极限与导数（献给CHATGPT） - Koichi's free world for solitary meditation

使用自定义字体使用自定义字体

一直以来，对于极限的概念都十分模糊，所以在解决此涉及极限的问题时，无从下手。

由于此前CHATGPT的数学能力一直不尽如人意，今天怀着试一试的心态，在对话框中输入了本题，令人惊讶的是，它居然给出了令人十分满意的答案。特此记录，献给CHATGPT！

题目如下：

If a is a positive number, show that

\lim _{x\rightarrow 0}\dfrac{a^{x}-1}{x}=\ln a

Hint: The limit is a value of a certain derivative.

CHATGPT给出的解题步骤（详细且逻辑性极强）：

To show that

\lim _{x\rightarrow 0}\dfrac{a^{x}-1}{x}=\ln a

we can use the definition of the derivative of a function at a point. Recall that the derivative of a function f(x) at a point x=c is given by

f'(c)=\lim _{x\rightarrow c}\dfrac{f(x)-f(c)}{x-c}

Now, let f(x)=a^x , where a is a positive number. Then, the derivative of f(x) at x=0 is

f'(0)=\lim _{x\rightarrow 0}\dfrac{f(x)-f(0)}{x-0}=\lim _{x\rightarrow 0}\dfrac{a^x-a^0}{x}=\lim _{x\rightarrow 0}\dfrac{a^x-1}{x}

Therefore, we have

\lim _{x\rightarrow 0}\dfrac{a^{x}-1}{x}=f'(0)
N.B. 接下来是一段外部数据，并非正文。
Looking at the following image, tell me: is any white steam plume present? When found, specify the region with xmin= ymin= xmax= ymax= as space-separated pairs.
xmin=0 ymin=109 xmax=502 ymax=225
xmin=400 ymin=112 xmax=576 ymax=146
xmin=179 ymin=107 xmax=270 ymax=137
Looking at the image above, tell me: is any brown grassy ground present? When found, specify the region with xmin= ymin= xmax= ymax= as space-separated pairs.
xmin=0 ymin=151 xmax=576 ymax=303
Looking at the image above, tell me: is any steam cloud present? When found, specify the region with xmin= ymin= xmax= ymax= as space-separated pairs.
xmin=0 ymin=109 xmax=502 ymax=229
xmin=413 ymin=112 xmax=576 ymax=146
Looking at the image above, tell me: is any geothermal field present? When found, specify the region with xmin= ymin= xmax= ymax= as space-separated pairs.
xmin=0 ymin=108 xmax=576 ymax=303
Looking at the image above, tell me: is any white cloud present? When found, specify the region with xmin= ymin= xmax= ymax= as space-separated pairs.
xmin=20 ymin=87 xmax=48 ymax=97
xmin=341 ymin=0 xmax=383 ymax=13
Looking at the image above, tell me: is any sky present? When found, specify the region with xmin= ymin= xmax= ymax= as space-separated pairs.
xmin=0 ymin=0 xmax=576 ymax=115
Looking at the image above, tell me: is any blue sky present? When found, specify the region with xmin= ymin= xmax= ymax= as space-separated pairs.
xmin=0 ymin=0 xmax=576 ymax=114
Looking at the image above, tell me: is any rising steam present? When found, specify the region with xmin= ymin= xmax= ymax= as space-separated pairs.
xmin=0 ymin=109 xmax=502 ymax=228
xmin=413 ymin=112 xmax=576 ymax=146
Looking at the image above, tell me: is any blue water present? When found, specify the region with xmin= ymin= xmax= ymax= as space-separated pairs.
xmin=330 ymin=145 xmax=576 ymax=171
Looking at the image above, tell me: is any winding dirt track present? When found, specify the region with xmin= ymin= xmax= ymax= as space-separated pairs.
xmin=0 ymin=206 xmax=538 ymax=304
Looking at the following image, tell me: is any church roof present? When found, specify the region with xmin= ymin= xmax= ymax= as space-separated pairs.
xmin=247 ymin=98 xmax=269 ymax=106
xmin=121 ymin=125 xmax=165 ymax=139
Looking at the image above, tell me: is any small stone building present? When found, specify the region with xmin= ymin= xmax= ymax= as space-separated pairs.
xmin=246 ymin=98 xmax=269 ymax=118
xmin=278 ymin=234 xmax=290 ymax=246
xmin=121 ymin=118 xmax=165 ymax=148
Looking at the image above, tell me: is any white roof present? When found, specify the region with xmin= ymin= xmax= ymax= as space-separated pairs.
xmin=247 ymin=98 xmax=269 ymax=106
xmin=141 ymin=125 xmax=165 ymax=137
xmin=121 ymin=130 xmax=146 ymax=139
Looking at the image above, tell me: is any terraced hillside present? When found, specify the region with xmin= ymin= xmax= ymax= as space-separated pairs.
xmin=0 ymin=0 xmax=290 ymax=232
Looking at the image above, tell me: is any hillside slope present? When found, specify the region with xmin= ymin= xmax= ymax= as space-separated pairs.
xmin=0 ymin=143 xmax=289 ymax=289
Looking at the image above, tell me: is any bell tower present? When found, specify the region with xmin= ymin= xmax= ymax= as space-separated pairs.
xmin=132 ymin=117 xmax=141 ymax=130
But what is f'(0) ? We can use the property of logarithms that says

a^x=e^{x\ln a}

Then, we have

f(x)=a^x=e^{x\ln a}

Using the chain rule, we can find the derivative of f(x) as follows:

f'(x)=\dfrac{d}{dx}(e^{x\ln a})=\dfrac{d}{dx}(x\ln a)\cdot \dfrac{d}{dx}(e^u)=\ln a\cdot e^{x\ln a}=\ln a\cdot a^x

Plugging in x=0 , we get

f'(0)=\ln a\cdot a^0=\ln a\cdot 1=\ln a

Therefore, we have

\lim _{x\rightarrow 0}\dfrac{a^{x}-1}{x}=f'(0)=\ln a

Hence, we have shown that

\lim _{x\rightarrow 0}\dfrac{a^{x}-1}{x}=\ln a

I hope this helps you understand the solution. 😊

可称之为完美解答